Arenberg doubts that such self-policing would be effective, however. “Negative reviews do not deter landlords from stealing security deposits,” he said—unless landlords primarily use one site (like Rentberry) to find tenants. “[That] would have more of an insurance effect,” he said.
Renters, too, are subject to reviews and ratings, as well as credit scores, eviction history, and an intensive risk-level assessment based on evaluations from third-party companies, Lubinsky says. “There’s lots of analysis that goes into what kind of friends you have, what kind of comments you leave,” said Lubinsky. “So they can filter out potential bad people like terrorists and things like that based on those things.” If renters have a low score, poor ratings, or a “high risk” ranking, lenders will either avoid backing their future deposits, or lend at higher interest rates.
Holistic evaluations like these may be more illuminating than credit scores: Renters who have defaulted on card payments in the past aren’t necessarily more likely to incur major damage on a house, and vice-versa. But using Facebook friends, pictures, and personal online activity as a filtering mechanism can also open the door to profiling; allowing lenders to avoid backing deposits based on the race of the renter, for example. As real-estate transactions migrate online, so too have racially discriminatory practices that have drawn comparisons to redlining. (ProPublica recently reported how Facebook sold real estate ads that specifically targeted non-black and Hispanic users.) While not always enforced intentionally, these dark side effects can be the unfortunate byproducts of unregulated online markets.

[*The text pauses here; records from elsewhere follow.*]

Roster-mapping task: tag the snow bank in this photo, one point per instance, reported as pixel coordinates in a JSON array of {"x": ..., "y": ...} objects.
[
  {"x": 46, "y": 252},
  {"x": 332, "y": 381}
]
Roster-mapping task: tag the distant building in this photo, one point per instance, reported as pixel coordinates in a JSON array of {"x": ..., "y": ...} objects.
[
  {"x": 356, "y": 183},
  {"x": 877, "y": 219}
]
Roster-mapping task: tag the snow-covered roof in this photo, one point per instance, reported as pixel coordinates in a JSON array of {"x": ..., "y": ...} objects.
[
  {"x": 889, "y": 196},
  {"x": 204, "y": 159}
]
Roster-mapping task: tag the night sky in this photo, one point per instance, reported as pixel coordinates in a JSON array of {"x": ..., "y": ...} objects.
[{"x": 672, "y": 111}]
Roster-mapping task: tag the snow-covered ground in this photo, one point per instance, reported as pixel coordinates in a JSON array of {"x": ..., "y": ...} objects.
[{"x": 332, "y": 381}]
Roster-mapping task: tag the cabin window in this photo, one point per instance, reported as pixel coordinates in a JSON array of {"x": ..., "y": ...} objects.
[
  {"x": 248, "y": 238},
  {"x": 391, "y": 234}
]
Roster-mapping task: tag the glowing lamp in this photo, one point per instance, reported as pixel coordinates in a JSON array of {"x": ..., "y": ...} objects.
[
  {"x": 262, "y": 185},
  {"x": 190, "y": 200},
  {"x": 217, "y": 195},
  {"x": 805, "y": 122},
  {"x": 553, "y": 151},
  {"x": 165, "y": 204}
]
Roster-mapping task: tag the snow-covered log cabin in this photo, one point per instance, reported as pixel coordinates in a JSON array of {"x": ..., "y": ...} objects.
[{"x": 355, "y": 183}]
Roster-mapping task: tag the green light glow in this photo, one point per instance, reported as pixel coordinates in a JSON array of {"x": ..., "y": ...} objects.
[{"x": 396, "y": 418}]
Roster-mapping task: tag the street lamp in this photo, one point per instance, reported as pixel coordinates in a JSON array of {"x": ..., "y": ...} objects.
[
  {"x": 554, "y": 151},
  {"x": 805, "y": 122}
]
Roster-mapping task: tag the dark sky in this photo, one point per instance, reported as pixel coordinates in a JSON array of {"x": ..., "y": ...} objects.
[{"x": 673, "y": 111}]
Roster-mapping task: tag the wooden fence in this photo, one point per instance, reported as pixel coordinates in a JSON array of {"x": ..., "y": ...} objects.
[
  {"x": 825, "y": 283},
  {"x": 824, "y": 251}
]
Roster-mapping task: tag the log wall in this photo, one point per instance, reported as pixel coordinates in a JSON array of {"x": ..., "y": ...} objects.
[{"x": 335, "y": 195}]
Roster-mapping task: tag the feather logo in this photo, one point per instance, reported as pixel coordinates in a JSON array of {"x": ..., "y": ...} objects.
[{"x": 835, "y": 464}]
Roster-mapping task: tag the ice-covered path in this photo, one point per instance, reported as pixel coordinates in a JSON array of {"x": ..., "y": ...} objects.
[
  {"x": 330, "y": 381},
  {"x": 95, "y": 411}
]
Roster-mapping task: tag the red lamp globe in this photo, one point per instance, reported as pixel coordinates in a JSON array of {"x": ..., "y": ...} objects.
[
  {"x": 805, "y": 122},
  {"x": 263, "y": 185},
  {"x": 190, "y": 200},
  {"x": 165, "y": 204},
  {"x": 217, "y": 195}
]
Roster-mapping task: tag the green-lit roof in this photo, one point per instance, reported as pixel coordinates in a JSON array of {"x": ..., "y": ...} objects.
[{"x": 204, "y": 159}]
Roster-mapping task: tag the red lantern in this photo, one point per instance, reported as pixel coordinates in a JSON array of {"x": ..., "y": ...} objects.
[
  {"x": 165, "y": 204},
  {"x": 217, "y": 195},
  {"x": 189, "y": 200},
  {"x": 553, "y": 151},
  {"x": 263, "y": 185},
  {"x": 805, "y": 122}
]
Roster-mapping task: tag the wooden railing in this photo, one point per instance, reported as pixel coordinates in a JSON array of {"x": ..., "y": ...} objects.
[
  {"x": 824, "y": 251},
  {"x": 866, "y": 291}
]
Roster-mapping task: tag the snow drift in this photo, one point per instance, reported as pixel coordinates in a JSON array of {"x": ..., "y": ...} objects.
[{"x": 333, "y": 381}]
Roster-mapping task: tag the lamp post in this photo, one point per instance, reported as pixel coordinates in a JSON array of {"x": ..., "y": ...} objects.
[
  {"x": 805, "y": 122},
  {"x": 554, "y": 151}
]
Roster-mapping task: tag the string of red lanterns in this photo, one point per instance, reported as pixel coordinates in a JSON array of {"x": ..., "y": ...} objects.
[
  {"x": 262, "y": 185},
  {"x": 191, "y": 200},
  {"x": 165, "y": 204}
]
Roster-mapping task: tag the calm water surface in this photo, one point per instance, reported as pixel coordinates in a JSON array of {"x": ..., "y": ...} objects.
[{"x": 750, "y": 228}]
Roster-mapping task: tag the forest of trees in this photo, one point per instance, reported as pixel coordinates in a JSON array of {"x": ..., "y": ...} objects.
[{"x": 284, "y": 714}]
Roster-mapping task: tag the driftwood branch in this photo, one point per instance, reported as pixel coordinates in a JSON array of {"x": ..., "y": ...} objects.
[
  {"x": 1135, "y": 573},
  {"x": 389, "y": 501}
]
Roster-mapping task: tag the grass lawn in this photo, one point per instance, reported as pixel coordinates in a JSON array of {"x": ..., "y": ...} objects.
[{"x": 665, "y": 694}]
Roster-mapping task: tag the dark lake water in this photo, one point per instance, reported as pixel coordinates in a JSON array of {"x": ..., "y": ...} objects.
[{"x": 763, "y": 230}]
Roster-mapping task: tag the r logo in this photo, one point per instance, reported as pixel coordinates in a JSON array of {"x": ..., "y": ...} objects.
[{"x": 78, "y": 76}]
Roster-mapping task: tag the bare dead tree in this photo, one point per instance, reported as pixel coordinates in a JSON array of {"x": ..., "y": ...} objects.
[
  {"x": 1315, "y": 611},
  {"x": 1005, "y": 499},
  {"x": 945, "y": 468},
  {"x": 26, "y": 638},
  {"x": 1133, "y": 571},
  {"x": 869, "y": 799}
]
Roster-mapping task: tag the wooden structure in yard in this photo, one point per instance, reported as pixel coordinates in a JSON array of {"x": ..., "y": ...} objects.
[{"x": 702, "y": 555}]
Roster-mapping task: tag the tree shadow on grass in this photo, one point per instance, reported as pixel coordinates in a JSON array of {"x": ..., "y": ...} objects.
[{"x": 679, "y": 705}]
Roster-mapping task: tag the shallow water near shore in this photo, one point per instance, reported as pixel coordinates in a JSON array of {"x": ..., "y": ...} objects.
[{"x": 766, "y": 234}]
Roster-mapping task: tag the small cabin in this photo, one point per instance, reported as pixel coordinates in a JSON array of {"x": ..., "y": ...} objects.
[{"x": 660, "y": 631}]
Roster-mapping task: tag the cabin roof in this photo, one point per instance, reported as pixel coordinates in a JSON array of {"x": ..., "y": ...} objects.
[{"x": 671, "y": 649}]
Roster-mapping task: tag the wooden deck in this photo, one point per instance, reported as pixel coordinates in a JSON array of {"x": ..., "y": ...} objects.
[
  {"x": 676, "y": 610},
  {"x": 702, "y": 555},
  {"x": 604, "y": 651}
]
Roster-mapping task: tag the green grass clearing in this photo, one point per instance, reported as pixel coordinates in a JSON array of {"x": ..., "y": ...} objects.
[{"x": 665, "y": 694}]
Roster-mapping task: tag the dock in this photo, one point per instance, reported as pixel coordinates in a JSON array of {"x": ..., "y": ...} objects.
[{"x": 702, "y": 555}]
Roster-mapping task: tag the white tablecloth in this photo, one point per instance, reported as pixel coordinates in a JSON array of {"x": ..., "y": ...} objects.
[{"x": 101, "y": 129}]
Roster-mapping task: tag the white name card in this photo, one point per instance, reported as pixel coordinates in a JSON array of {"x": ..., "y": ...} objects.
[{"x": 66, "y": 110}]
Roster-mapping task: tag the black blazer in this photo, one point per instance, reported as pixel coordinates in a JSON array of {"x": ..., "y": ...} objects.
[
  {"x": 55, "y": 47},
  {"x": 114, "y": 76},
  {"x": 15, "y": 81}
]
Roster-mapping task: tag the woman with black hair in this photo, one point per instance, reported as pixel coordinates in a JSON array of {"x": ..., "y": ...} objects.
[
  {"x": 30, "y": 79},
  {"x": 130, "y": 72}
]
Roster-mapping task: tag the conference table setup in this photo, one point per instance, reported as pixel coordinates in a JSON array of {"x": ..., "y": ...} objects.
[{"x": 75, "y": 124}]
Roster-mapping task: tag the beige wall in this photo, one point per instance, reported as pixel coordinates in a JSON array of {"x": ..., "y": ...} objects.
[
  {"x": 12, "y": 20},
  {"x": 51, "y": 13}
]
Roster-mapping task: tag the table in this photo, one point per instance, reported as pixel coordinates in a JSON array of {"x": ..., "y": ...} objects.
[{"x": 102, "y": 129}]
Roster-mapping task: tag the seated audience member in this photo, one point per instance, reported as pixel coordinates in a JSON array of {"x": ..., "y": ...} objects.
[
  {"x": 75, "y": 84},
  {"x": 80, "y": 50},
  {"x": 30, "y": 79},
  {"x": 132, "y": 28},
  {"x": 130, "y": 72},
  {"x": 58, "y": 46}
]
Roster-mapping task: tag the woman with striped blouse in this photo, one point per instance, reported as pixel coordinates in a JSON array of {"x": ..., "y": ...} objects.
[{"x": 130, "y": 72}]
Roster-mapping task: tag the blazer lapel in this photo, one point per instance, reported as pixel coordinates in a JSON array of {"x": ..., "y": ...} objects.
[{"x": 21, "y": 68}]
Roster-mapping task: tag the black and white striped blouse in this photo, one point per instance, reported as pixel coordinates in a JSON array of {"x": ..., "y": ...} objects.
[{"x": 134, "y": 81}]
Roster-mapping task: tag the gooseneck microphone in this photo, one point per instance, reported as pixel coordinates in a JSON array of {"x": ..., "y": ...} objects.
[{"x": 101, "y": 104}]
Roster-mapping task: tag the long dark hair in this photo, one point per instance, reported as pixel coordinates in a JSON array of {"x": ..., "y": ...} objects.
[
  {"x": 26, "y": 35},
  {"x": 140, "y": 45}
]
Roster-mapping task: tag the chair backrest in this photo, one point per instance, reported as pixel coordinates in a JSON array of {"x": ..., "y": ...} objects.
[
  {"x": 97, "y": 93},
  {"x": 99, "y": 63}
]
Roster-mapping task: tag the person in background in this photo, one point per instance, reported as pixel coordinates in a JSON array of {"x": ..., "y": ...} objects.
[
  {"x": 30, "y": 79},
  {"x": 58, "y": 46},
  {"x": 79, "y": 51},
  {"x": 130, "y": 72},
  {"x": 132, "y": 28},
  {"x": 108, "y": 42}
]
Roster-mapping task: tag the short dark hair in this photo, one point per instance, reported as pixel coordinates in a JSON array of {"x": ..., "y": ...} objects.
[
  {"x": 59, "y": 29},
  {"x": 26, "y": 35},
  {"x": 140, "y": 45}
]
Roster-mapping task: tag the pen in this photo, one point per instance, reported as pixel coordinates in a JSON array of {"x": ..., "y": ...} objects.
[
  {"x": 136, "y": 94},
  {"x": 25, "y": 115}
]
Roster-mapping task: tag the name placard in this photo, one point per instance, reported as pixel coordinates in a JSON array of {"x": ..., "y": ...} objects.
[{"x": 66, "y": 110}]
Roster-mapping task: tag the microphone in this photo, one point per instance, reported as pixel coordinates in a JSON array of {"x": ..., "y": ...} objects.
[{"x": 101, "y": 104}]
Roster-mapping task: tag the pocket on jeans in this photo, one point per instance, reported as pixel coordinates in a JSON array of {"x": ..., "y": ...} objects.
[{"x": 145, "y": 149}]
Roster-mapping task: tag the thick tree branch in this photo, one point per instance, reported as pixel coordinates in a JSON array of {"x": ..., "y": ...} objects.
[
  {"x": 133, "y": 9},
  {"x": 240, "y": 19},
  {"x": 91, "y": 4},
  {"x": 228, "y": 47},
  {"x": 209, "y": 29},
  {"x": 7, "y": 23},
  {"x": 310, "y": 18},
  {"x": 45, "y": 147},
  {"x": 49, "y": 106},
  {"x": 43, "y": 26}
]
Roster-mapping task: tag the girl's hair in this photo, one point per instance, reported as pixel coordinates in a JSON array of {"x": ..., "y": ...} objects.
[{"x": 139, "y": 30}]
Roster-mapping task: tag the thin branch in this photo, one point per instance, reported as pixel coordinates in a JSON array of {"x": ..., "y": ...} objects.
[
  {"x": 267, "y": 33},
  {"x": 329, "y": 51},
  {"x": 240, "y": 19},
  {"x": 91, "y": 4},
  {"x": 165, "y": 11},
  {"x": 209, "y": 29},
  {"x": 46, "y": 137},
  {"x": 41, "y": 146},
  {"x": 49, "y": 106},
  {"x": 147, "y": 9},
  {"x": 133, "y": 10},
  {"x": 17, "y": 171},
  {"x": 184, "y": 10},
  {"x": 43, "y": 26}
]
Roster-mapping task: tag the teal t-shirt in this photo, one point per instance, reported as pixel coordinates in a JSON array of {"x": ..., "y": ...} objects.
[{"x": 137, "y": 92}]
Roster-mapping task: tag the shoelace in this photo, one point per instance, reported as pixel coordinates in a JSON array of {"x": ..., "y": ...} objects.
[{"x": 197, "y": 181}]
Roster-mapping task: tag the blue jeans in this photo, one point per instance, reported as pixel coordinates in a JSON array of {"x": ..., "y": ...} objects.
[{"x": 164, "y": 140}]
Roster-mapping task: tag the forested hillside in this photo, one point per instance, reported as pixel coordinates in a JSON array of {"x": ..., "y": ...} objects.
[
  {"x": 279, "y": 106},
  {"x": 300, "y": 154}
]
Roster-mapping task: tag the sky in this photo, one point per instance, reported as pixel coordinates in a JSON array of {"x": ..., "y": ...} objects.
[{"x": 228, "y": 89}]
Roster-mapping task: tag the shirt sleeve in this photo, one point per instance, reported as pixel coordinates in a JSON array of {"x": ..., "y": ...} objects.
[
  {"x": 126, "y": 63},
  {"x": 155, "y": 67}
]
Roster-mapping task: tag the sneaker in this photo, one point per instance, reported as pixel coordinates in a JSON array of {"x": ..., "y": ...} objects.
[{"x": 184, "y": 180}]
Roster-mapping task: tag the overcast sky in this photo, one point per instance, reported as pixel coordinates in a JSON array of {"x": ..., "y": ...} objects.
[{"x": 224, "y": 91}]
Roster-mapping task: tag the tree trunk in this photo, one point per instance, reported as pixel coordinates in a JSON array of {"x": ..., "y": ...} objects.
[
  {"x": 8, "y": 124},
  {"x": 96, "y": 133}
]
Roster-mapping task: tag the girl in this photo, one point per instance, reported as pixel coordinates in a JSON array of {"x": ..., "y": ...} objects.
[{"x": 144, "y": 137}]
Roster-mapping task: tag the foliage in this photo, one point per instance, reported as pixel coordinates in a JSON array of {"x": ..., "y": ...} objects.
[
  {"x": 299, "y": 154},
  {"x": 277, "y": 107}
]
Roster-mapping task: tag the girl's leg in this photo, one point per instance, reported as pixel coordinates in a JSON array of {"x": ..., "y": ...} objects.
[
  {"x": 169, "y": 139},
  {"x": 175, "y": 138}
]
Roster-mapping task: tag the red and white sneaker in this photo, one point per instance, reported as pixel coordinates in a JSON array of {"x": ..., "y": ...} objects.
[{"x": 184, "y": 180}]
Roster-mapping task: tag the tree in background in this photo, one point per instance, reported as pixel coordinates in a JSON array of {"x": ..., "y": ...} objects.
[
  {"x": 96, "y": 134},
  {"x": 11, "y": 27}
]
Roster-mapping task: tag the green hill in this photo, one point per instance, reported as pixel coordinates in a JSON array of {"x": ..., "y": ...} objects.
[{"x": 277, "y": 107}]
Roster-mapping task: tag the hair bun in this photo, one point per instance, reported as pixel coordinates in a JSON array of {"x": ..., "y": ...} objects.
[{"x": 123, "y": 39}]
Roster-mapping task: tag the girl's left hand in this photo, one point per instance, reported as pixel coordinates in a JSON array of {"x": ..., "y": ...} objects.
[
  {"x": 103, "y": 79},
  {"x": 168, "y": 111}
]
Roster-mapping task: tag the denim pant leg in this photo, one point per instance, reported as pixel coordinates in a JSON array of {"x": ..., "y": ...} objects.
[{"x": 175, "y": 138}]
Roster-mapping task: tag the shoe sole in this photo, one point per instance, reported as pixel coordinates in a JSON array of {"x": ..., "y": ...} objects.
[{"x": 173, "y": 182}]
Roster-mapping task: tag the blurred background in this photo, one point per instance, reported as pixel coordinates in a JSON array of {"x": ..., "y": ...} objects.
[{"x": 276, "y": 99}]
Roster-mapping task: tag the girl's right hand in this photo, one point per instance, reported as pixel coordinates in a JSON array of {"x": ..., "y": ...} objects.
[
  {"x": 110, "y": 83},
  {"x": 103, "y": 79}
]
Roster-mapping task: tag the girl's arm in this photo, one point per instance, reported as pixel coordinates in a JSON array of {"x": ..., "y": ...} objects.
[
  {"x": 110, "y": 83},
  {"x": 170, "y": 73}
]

“Everything is based on personal relationships and negotiations, just like nowadays,” said Lubinsky, who’s convinced that, in the end, services like Rentberry will be a positive force. “When you’re looking at the long-term rental space, it opens up a global effect where people around the world will be able actually to go in and help other individuals…unfreeze that capital and use it for something good.”
CORRECTION: An earlier version of this post misspelled David Arenberg’s name.